Teacher’s Prep — Knuckling down for a hectic nine months as the school year starts

(Aug. 23, 2007)  Whether welcomed or dreaded, the inevitable return to school arrives next week for thousands of elementary, middle and high school students in Humboldt County.

As they approach their first day of class, many kindergarteners and students graduating to middle or high school will surely be anxious about fitting in and finding the bathrooms. For older students, disappointment over the end of summer may compete with excitement about sports, dating prospects and even learning. And some students will be looking forward to the routine and safety of school as a respite from homes that provide too little of either.

GALLERY >

Parents will be going through their own emotions: the stress of buying school clothes and supplies; sharing their children’s anxieties over new schools and new teachers; not to mention their own sense of impending freedom — perhaps mixed with loneliness — as children who have been around 24/7 return to the care of schools for six hours every weekday.

But what about teachers? What do they go through? How do they prepare? What do they look forward to and what do they worry about?

To find out, I spoke with three Humboldt County teachers, two veterans with 20 years or more in the classroom and one new teacher entering her third year of full-time teaching. They shared intimate details of their back-to-school rituals, the practical aspects, the emotions and even their first-day-of-school nightmares. They opened up about what it is that keeps them going through the school year: the weekends spent correcting papers; the nights spent planning activities; the sheer intensity of leading, managing and teaching 20 to 30 children five days a week.
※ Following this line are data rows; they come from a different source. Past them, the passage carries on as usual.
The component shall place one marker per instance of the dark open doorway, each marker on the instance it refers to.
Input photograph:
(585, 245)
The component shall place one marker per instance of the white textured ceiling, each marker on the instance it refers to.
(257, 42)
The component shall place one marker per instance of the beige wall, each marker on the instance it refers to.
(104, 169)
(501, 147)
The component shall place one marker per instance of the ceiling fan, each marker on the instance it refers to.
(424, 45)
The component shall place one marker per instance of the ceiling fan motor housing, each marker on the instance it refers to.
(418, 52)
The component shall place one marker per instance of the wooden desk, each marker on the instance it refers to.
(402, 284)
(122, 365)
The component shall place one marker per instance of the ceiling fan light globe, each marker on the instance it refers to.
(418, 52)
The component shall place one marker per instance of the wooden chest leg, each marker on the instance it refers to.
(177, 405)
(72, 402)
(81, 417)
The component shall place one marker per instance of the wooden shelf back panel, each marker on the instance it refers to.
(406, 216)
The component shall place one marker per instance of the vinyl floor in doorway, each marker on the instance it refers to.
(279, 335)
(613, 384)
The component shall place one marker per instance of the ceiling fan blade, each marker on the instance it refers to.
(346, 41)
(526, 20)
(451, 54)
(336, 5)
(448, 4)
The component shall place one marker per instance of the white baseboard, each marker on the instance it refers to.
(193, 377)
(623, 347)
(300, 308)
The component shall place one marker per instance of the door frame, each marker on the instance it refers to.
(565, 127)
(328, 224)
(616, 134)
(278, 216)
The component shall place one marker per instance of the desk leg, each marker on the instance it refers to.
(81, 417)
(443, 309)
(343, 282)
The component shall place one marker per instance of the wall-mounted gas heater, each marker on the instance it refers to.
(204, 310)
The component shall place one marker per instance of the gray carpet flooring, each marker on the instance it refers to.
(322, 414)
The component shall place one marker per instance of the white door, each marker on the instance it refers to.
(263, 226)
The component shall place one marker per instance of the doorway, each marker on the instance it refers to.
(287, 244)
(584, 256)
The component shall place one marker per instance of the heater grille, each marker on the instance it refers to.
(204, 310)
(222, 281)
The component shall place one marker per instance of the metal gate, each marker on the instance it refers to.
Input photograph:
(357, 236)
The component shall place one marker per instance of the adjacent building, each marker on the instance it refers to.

A common theme was their sense that during the school year, there are no slack times. “You could literally work 24 hours a day and not run out of stuff to do,” says Warren Blinn, a fifth-grade teacher at Alice Birney Elementary in Eureka. “Your work’s never done,” agrees Lisa Cardenas who teaches a Spanish immersion class at McKinleyville’s Morris Elementary.

But all three said that the stressful demands of their jobs are more than compensated for by the nourishing joy of their daily interactions with students. “There are a lot of sweethearts that sit in those seats,” says Pam Halstead of Fortuna High.